[Hexagon] Detect and flush "dirty" cache prior to DMA read with cache bypass enabled by adstraw · Pull Request #13844 · apache/tvm

adstraw · 2023-01-25T20:21:35Z

Add software cache management to enable DMA with cache bypass enabled. DMA with cache bypass is an experimental feature requiring software management of the cache. DMA with cache bypass enabled assumes that HexagonBuffer objects are not cached unless explicitly modified by the primfunc. This PR adds cache flush and invalidation after HexagonBuffer allocation with malloc or copy with memcpy to uphold that assumption.
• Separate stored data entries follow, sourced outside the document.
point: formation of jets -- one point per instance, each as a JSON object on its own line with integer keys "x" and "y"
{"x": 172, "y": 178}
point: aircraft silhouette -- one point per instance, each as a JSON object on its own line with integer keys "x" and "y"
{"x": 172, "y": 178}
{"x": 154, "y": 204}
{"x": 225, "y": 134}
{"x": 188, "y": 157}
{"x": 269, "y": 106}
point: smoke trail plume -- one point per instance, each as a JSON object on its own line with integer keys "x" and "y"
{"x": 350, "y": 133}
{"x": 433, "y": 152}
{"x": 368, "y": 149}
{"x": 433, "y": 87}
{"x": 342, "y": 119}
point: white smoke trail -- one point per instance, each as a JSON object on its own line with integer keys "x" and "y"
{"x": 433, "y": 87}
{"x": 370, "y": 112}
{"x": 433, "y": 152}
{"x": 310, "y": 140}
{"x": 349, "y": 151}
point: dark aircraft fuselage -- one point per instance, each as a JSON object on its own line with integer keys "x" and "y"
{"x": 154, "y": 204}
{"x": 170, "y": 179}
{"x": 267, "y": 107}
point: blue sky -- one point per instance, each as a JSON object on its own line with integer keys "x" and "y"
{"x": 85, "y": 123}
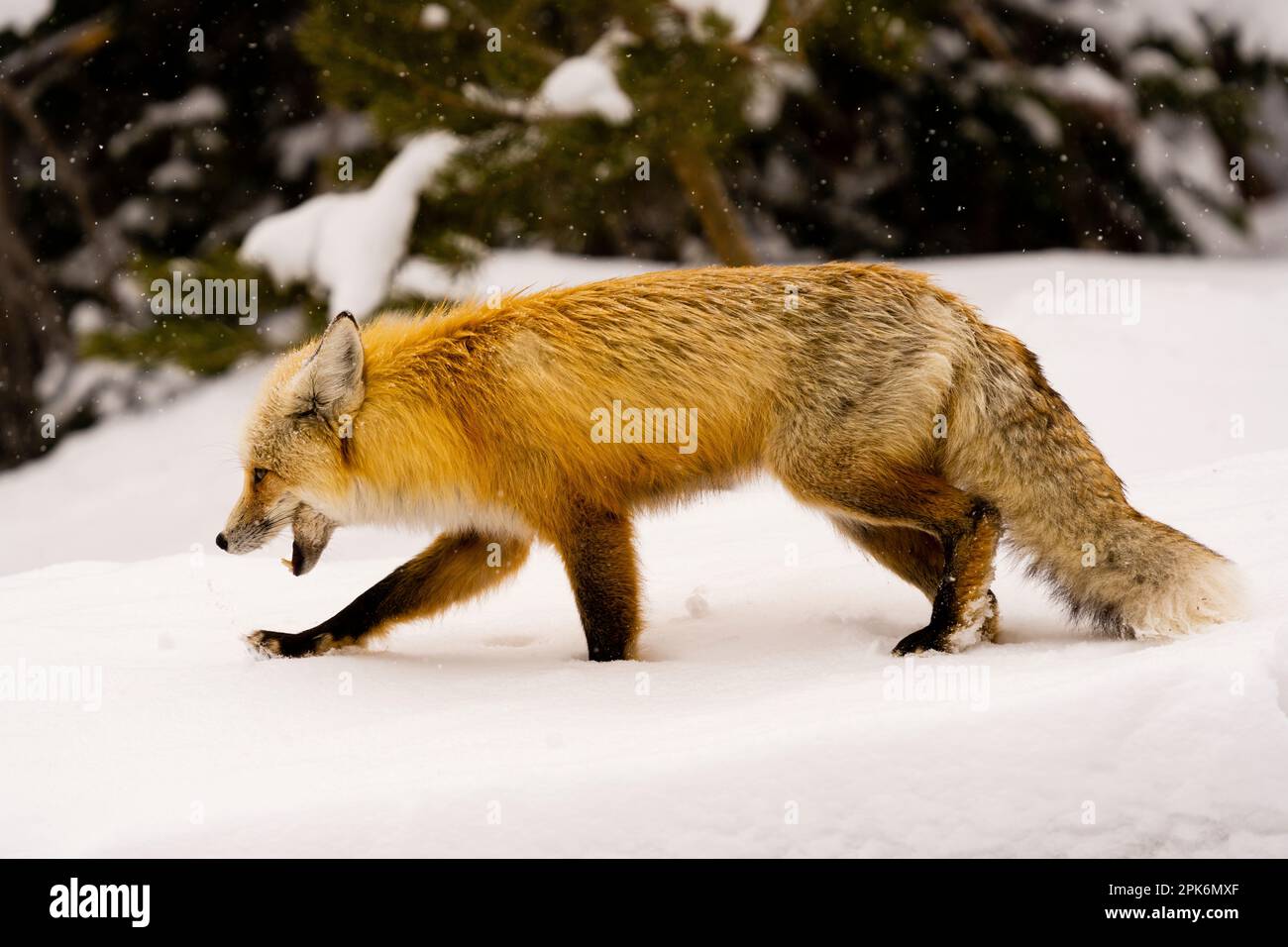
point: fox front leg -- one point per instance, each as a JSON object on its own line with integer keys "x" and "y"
{"x": 456, "y": 567}
{"x": 310, "y": 532}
In addition, this PR adds logic to flush and invalidate the cache prior to a DMA with cache bypass enabled when the buffer in question has been modified by the primfunc. The test_matmul.py test hits this case by performing layout transforms in global address space ahead of a DMA. CC @csullivan with thanks for providing the test in question.

tvm-bot · 2023-01-25T20:21:38Z

Thanks for contributing to TVM! Please refer to the contributing guidelines https://tvm.apache.org/docs/contribute/ for useful information and tips. Please request code reviews from Reviewers by @-ing them in a comment.
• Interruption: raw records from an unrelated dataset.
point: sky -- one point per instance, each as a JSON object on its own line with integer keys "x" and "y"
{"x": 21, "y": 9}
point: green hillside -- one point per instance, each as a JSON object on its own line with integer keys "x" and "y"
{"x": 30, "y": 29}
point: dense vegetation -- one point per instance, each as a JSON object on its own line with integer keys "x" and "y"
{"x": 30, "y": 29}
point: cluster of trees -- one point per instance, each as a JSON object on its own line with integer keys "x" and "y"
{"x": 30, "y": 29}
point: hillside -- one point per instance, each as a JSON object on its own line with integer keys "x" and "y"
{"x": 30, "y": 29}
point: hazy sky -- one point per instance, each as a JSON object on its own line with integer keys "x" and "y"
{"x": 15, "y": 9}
cc @ibsidorenko _{See #10317 for details}

_{Generated by tvm-bot}

Co-authored-by: Chris Sullivan <csullivan@octoml.ai>

janetsc · 2023-01-26T18:11:11Z

+                         for_loop->extent * bufferloadnode->dtype.bytes(), dma_bypass_cache_}));
+
+      // if the buffer we are about to DMA was modified by the primfunc
+      // then we need to flush the buffer from the cache prior to the DMA


This is great! Nice general solution for all primfuncs. Can we detect the directionality of a buffer? Going to VTCM we need a flush on src, coming back we need an invalidate on dst.
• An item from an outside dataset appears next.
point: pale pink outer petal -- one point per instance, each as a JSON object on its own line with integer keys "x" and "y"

Agreed that it's probably better to perform an invalidation vs. flush depending on the directionality of the data transfer:

Upon DMA “read”, you have to flush before

Upon DMA “write”, you have to invalidate after

A helpful example hopefully could be what was done for VTA when VTA would be implemented with non-coherent DMA, as in here:

tvm/vta/runtime/runtime.cc

Lines 1319 to 1329 in bf0607b

if (from_buffer) {

// This is an FPGA to host mem transfer

from_buffer->InvalidateCache(from_offset, size);

from_buffer->MemCopyToHost(static_cast<char*>(to) + to_offset,

static_cast<const char*>(from) + from_offset, size);

} else if (to_buffer) {

// This is a host to FPGA mem transfer

to_buffer->MemCopyFromHost(static_cast<char*>(to) + to_offset,

static_cast<const char*>(from) + from_offset, size);

to_buffer->FlushCache(to_offset, size);

}

@tmoreau89 and @janetsc I think this is really good feedback but I am a little leery to make changes without a failing unit test to use for test driven development as with test_matmul.py in this PR. I imagine that software cache management to enable DMA bypass on Hexagon will be an iterative process. It seems like you are pointing to the next iteration based on VTA example. I would like to let this PR move through on its own merit and then address follow on cases, if possible. Thoughts?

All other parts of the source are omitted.